3.1 Klager verwijt de notaris dat zij hem ten onrechte heeft geadviseerd de door klager betwistte hypothecaire lening van de hypotheeknemer aan klager ad € 26.749,-- te voldoen en hem daarbij zodanig onder druk gezet dat bij weigering door klager de koop van de woning zou worden ontbonden en aan klager 10% kosten in rekening zou worden gebracht.

De notaris was niet in het bezit van de onderliggende stukken en heeft deze vordering derhalve niet althans onvoldoende geverifieerd. Klager heeft zulks aan de notaris meerdere malen kenbaar gemaakt voor de datum van levering.
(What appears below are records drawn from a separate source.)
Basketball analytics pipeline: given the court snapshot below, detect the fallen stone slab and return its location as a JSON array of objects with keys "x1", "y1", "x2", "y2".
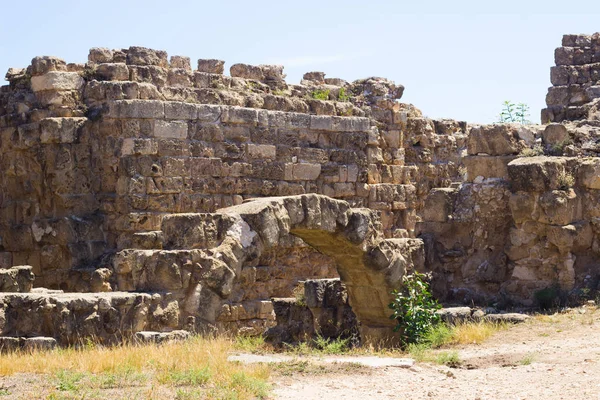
[
  {"x1": 436, "y1": 307, "x2": 473, "y2": 325},
  {"x1": 483, "y1": 313, "x2": 531, "y2": 324}
]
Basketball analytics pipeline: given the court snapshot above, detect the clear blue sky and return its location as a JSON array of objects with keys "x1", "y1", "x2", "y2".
[{"x1": 0, "y1": 0, "x2": 600, "y2": 122}]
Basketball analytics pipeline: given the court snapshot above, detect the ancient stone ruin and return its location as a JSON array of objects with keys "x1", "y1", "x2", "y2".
[{"x1": 0, "y1": 34, "x2": 600, "y2": 348}]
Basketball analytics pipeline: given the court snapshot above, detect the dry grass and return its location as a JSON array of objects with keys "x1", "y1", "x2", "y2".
[
  {"x1": 450, "y1": 322, "x2": 507, "y2": 344},
  {"x1": 0, "y1": 337, "x2": 270, "y2": 399}
]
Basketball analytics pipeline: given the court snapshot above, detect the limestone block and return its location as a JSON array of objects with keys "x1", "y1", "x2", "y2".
[
  {"x1": 310, "y1": 115, "x2": 334, "y2": 131},
  {"x1": 286, "y1": 163, "x2": 321, "y2": 181},
  {"x1": 467, "y1": 124, "x2": 520, "y2": 156},
  {"x1": 196, "y1": 104, "x2": 223, "y2": 122},
  {"x1": 507, "y1": 156, "x2": 571, "y2": 192},
  {"x1": 31, "y1": 56, "x2": 67, "y2": 76},
  {"x1": 126, "y1": 46, "x2": 169, "y2": 68},
  {"x1": 302, "y1": 71, "x2": 325, "y2": 85},
  {"x1": 146, "y1": 176, "x2": 183, "y2": 194},
  {"x1": 106, "y1": 100, "x2": 165, "y2": 119},
  {"x1": 161, "y1": 213, "x2": 234, "y2": 249},
  {"x1": 381, "y1": 129, "x2": 403, "y2": 147},
  {"x1": 229, "y1": 64, "x2": 265, "y2": 81},
  {"x1": 578, "y1": 158, "x2": 600, "y2": 189},
  {"x1": 462, "y1": 156, "x2": 517, "y2": 182},
  {"x1": 96, "y1": 63, "x2": 129, "y2": 81},
  {"x1": 423, "y1": 188, "x2": 457, "y2": 222},
  {"x1": 88, "y1": 47, "x2": 113, "y2": 64},
  {"x1": 167, "y1": 68, "x2": 194, "y2": 88},
  {"x1": 221, "y1": 107, "x2": 258, "y2": 125},
  {"x1": 40, "y1": 118, "x2": 87, "y2": 143},
  {"x1": 336, "y1": 117, "x2": 371, "y2": 132},
  {"x1": 170, "y1": 56, "x2": 192, "y2": 72},
  {"x1": 333, "y1": 182, "x2": 356, "y2": 198},
  {"x1": 153, "y1": 120, "x2": 188, "y2": 139},
  {"x1": 31, "y1": 71, "x2": 85, "y2": 92},
  {"x1": 259, "y1": 64, "x2": 285, "y2": 81},
  {"x1": 246, "y1": 143, "x2": 277, "y2": 160},
  {"x1": 198, "y1": 59, "x2": 225, "y2": 76},
  {"x1": 190, "y1": 157, "x2": 223, "y2": 177},
  {"x1": 128, "y1": 65, "x2": 166, "y2": 86},
  {"x1": 121, "y1": 138, "x2": 158, "y2": 156},
  {"x1": 0, "y1": 265, "x2": 35, "y2": 292},
  {"x1": 538, "y1": 189, "x2": 583, "y2": 225},
  {"x1": 165, "y1": 101, "x2": 198, "y2": 120}
]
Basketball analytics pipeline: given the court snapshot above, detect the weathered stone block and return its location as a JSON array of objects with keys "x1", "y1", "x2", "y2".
[
  {"x1": 106, "y1": 100, "x2": 165, "y2": 119},
  {"x1": 246, "y1": 143, "x2": 277, "y2": 160},
  {"x1": 310, "y1": 115, "x2": 334, "y2": 131},
  {"x1": 121, "y1": 138, "x2": 158, "y2": 156},
  {"x1": 126, "y1": 46, "x2": 169, "y2": 68},
  {"x1": 198, "y1": 59, "x2": 225, "y2": 76},
  {"x1": 285, "y1": 163, "x2": 321, "y2": 181},
  {"x1": 31, "y1": 71, "x2": 85, "y2": 92},
  {"x1": 96, "y1": 63, "x2": 129, "y2": 81},
  {"x1": 578, "y1": 158, "x2": 600, "y2": 189},
  {"x1": 40, "y1": 118, "x2": 87, "y2": 143},
  {"x1": 467, "y1": 124, "x2": 520, "y2": 156},
  {"x1": 423, "y1": 188, "x2": 457, "y2": 222},
  {"x1": 221, "y1": 107, "x2": 258, "y2": 125},
  {"x1": 167, "y1": 68, "x2": 194, "y2": 88},
  {"x1": 507, "y1": 156, "x2": 571, "y2": 192},
  {"x1": 31, "y1": 56, "x2": 67, "y2": 76},
  {"x1": 229, "y1": 64, "x2": 265, "y2": 81},
  {"x1": 165, "y1": 101, "x2": 198, "y2": 120},
  {"x1": 462, "y1": 156, "x2": 517, "y2": 182},
  {"x1": 171, "y1": 56, "x2": 192, "y2": 71},
  {"x1": 88, "y1": 47, "x2": 113, "y2": 64},
  {"x1": 153, "y1": 120, "x2": 188, "y2": 139},
  {"x1": 542, "y1": 124, "x2": 569, "y2": 145}
]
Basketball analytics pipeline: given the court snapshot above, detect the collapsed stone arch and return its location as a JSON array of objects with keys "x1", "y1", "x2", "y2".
[{"x1": 114, "y1": 194, "x2": 424, "y2": 340}]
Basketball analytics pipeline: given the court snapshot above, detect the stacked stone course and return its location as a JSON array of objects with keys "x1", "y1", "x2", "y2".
[
  {"x1": 0, "y1": 34, "x2": 600, "y2": 347},
  {"x1": 542, "y1": 33, "x2": 600, "y2": 123}
]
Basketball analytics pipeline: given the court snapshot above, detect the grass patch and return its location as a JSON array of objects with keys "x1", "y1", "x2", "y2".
[
  {"x1": 422, "y1": 322, "x2": 506, "y2": 348},
  {"x1": 157, "y1": 367, "x2": 210, "y2": 386},
  {"x1": 406, "y1": 343, "x2": 462, "y2": 367},
  {"x1": 54, "y1": 370, "x2": 85, "y2": 392},
  {"x1": 519, "y1": 353, "x2": 535, "y2": 365},
  {"x1": 406, "y1": 322, "x2": 506, "y2": 367},
  {"x1": 310, "y1": 89, "x2": 329, "y2": 100},
  {"x1": 0, "y1": 337, "x2": 270, "y2": 400},
  {"x1": 271, "y1": 360, "x2": 370, "y2": 376},
  {"x1": 284, "y1": 335, "x2": 352, "y2": 356},
  {"x1": 233, "y1": 336, "x2": 272, "y2": 354}
]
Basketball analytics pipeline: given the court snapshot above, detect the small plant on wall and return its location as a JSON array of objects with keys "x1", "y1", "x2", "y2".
[
  {"x1": 389, "y1": 271, "x2": 441, "y2": 346},
  {"x1": 498, "y1": 100, "x2": 531, "y2": 124}
]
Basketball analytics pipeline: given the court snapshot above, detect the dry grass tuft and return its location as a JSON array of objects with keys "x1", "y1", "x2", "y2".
[
  {"x1": 0, "y1": 337, "x2": 270, "y2": 399},
  {"x1": 451, "y1": 322, "x2": 506, "y2": 344}
]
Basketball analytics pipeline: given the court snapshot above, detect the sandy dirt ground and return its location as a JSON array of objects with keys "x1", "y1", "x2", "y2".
[
  {"x1": 0, "y1": 306, "x2": 600, "y2": 400},
  {"x1": 273, "y1": 307, "x2": 600, "y2": 400}
]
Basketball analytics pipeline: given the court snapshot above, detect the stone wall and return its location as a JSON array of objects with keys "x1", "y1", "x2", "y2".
[
  {"x1": 0, "y1": 34, "x2": 600, "y2": 341},
  {"x1": 542, "y1": 33, "x2": 600, "y2": 123},
  {"x1": 0, "y1": 47, "x2": 466, "y2": 291}
]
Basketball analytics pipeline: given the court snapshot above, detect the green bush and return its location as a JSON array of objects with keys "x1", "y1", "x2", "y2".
[
  {"x1": 533, "y1": 286, "x2": 560, "y2": 310},
  {"x1": 389, "y1": 272, "x2": 441, "y2": 347},
  {"x1": 498, "y1": 100, "x2": 531, "y2": 124},
  {"x1": 338, "y1": 88, "x2": 350, "y2": 101},
  {"x1": 310, "y1": 89, "x2": 329, "y2": 100}
]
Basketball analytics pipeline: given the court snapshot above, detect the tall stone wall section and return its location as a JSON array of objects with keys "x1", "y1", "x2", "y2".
[
  {"x1": 0, "y1": 47, "x2": 467, "y2": 295},
  {"x1": 542, "y1": 33, "x2": 600, "y2": 123}
]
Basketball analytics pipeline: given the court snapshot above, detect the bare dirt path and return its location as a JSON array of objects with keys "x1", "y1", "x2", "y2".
[{"x1": 273, "y1": 307, "x2": 600, "y2": 400}]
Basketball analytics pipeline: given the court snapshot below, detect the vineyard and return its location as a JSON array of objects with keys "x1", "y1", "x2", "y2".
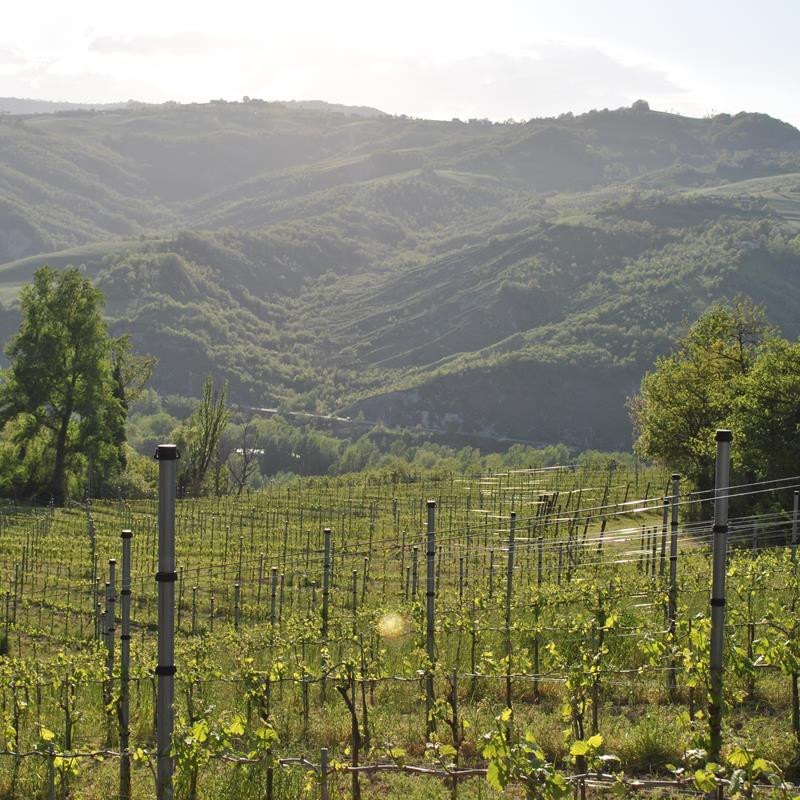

Klager stelt dat de notaris ook had kunnen adviseren het betreffende bedrag van de betwistte vordering in depot te houden totdat klager en de hypotheeknemer overeenstemming zouden hebben bereikt over uitkering daarvan. 

3.2 Ook stelt klager dat hij de bijlage behorend bij het e-mailbericht van de hypotheeknemer aan de notaris d.d. 12 mei 2014 nooit heeft ontvangen.

3.3 Klager verwijt de notaris voorts dat zij ten onrechte het appartement [adres] niet als onderpand heeft aangewezen en verwijst daartoe naar het mailbericht van de kandidaat-notaris van het kantoor Albers en van Tienen notarissen te Amsterdam d.d. 16 oktober 2014.

3.4 Klager meent ten slotte dat sprake is van ongeoorloofd witwassen van gelden en dat de notaris een melding bij de AFM had moeten doen, hetgeen zij niet heeft gedaan.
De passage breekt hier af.